On Friday, Oct. 7, check out The Nature of Things, a new exhibit at Enso Artspace by members Cate Brigden, Andrea Merrell and Lisa Pisano. In this exhibit, all three artists will show work that "highlights their shared interest in color and form inspired by elements of nature." The opening is free and runs from 5-8 p.m. Visit ensoartspace.com for more information.

On Saturday, Oct. 8, cultural enrichment comes courtesy of Fiesta Tropical-2 at the Basque Center. Hispanic Heritage Month runs through Saturday, Oct. 15, and FT-2 is an opportunity to celebrate the Hispanic community's contribution to American culture through the visual art, music, food and dance of Latin America. Events begin at 9:30 a.m. with zumba classes and end with a booty-shaking salsa dance, which runs until 1 a.m. Some of the events cost a few bucks, but proceeds benefit a worthwhile cause: the Idaho Latino Scholarship Foundation. For more information, visit salsaidaho.com.

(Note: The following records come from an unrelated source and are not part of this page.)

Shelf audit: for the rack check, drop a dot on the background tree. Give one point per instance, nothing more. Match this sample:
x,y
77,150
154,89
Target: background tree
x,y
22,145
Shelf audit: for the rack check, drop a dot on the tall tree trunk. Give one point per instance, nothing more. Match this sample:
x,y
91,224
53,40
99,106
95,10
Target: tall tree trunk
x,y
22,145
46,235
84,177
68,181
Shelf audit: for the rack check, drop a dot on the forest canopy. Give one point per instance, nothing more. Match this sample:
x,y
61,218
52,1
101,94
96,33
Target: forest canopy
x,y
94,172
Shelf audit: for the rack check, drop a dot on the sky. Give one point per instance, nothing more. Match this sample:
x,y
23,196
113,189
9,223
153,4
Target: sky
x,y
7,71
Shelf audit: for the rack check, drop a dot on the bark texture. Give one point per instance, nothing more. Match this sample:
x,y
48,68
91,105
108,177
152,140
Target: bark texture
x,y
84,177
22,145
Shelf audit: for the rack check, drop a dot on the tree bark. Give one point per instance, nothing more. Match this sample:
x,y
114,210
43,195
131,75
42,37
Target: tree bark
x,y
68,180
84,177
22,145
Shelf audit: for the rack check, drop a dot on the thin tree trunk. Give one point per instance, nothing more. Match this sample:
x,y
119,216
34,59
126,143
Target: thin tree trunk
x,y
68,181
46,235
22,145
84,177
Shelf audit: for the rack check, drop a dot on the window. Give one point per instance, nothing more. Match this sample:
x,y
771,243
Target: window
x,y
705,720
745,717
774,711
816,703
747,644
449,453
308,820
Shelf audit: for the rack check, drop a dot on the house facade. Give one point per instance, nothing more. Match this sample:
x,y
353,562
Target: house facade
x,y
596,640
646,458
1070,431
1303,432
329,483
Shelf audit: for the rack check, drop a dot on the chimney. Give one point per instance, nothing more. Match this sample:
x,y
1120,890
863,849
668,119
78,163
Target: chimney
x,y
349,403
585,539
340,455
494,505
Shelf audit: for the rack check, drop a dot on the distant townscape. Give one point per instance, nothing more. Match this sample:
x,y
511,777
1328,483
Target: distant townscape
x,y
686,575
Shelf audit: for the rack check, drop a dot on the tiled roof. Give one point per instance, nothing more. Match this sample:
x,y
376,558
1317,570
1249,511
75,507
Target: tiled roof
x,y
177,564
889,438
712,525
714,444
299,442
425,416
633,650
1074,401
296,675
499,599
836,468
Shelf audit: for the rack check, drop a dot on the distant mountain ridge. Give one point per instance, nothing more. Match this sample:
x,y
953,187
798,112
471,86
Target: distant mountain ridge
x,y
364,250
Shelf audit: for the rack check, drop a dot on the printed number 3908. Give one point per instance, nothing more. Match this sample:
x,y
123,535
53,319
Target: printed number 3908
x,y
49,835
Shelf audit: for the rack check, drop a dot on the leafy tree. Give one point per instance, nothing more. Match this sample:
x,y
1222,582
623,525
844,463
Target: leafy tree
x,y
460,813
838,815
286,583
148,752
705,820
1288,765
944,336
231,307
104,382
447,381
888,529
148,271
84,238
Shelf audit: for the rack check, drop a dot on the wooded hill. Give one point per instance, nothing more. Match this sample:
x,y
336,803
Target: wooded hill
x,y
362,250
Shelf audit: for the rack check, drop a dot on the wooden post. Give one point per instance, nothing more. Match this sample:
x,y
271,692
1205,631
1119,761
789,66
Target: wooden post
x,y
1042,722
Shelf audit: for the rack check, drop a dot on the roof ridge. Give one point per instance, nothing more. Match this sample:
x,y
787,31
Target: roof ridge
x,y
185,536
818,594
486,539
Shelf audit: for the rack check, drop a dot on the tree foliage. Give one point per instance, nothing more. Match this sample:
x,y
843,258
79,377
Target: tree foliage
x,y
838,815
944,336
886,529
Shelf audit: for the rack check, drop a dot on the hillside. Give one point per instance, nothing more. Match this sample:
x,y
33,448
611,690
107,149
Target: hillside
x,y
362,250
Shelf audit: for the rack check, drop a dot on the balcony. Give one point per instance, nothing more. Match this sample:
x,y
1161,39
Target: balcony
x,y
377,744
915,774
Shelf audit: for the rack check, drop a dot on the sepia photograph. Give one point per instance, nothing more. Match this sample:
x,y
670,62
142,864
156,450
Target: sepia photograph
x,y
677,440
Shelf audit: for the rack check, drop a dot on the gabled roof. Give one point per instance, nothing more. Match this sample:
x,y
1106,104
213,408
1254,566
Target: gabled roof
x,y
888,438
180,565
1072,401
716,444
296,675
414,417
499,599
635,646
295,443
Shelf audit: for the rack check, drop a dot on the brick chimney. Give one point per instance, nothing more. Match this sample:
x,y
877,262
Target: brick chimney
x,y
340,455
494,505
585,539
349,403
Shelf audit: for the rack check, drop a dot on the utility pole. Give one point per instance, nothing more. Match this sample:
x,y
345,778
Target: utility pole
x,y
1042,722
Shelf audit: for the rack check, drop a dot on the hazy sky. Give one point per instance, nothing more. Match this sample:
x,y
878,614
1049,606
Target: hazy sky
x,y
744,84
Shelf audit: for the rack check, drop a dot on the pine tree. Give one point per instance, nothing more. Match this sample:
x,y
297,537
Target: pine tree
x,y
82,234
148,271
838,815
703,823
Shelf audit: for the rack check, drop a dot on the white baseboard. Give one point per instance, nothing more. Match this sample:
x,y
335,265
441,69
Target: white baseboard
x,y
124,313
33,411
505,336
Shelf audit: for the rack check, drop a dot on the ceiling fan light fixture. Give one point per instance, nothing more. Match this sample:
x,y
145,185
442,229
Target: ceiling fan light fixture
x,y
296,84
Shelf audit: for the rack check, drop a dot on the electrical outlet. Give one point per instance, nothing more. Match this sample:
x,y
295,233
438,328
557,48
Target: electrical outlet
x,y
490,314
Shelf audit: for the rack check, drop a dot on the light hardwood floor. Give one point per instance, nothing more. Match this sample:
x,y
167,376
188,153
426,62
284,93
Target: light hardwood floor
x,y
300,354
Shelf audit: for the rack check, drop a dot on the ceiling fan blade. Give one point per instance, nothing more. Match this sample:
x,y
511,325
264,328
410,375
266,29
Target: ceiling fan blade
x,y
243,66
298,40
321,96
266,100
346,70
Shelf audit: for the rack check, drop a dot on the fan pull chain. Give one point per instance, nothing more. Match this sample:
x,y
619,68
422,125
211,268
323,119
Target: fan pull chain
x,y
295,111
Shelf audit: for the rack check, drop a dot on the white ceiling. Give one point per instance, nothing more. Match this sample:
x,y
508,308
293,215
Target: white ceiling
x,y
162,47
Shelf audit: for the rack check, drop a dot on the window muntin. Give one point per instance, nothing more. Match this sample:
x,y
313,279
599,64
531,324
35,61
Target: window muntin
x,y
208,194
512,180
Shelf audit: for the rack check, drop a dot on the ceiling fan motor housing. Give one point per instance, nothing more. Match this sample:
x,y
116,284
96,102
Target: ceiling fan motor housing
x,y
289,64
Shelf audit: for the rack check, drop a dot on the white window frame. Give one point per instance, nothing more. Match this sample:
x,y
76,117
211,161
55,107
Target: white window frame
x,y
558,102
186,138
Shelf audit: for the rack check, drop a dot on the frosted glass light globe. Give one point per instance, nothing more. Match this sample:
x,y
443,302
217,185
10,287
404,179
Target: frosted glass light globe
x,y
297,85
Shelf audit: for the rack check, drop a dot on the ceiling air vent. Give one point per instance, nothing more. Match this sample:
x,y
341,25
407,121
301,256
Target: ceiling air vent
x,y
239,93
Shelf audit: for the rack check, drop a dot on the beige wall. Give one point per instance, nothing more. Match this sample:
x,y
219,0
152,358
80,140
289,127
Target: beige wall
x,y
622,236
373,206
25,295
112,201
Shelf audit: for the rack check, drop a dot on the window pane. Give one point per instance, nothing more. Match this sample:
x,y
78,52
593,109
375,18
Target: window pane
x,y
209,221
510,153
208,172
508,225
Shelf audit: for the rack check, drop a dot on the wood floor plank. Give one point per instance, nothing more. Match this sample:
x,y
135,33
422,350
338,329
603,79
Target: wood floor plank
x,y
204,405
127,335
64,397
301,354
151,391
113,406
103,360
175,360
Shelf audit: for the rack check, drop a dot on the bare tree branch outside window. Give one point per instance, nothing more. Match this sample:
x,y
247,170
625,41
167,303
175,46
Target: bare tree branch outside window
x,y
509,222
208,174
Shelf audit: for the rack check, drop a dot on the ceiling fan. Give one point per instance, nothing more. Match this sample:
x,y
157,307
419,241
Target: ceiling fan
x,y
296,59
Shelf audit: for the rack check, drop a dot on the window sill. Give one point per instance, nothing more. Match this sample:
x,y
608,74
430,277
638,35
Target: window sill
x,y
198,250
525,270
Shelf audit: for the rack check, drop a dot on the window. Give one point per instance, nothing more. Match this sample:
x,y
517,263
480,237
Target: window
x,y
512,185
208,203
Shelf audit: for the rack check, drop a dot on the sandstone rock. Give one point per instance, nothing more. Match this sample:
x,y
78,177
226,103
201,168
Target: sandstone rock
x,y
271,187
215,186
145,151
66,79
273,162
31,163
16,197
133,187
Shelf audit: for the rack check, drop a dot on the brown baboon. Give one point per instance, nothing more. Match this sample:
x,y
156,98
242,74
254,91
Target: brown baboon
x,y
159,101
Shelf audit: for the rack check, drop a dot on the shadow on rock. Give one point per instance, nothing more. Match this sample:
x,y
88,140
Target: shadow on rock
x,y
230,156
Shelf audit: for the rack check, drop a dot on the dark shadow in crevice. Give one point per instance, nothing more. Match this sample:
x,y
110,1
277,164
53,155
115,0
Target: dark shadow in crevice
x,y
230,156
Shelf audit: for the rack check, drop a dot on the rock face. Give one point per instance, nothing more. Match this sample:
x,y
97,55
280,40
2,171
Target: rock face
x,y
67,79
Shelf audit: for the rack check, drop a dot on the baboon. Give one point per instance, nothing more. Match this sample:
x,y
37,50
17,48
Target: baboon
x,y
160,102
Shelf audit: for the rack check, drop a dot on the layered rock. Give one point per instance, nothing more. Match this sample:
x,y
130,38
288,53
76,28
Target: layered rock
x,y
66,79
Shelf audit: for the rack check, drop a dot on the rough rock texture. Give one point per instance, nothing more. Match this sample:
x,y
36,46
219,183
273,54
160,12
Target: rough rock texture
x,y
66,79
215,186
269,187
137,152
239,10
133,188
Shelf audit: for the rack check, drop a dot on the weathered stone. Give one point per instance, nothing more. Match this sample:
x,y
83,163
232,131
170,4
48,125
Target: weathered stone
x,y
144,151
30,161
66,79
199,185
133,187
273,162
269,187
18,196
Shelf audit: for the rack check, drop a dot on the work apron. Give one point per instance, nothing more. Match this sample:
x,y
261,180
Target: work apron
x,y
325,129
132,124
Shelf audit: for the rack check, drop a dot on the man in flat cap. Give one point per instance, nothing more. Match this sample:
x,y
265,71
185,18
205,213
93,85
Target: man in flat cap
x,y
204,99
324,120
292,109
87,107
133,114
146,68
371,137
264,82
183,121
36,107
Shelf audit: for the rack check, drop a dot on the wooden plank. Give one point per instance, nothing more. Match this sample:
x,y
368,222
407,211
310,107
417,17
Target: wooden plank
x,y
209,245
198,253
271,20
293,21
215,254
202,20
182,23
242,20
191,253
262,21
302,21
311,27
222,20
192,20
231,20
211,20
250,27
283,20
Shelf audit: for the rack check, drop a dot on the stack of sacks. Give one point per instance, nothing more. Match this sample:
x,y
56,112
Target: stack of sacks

Creativity happens concurrently on Saturday from noon until 10 p.m. at the Knitting Factory during Art in the Bar IV. This fourth iteration will see nearly 45 artists working in paint, photography, glasswork, jewelry and Legos. The event was created by local Dead Bird Gallery owners Ellen DeAngelis and her husband Wayne Crans as a way to promote Boise artists who aren't represented by galleries. DeAngelis said the previous Art in the Bar events have been very successful and that they have "some exceptional talent involved in this show."

Art in the Bar IV is free and all-ages.

Get inspired on Monday, Oct. 10, when The Cabin's Readings and Conversations series celebrates 10 years by hosting author Jonathan Franzen at The Egyptian Theatre. Franzen is the author of several novels, including 2001's Corrections, which won the National Book Award. His most recent novel, Freedom, was ranked No. 1 on The New York Times bestseller list.

According to Time's Lev Grossman, Franzen is "a devotee of the wide shot, the all-embracing, way-we-live-now novel. In that sense he's a throwback, practically a Victorian. His characters aren't jewel thieves or geniuses. They don't have magical powers, they don't solve mysteries, and they don't live in the future. They don't bite one another or not more than is strictly plausible."

The reading starts at 7:30 p.m. and tickets are $12-$55. For $25, you can rub elbows with Franzen from 6-7 p.m. at Beside Bardenay. For more info, visit thecabinidaho.org.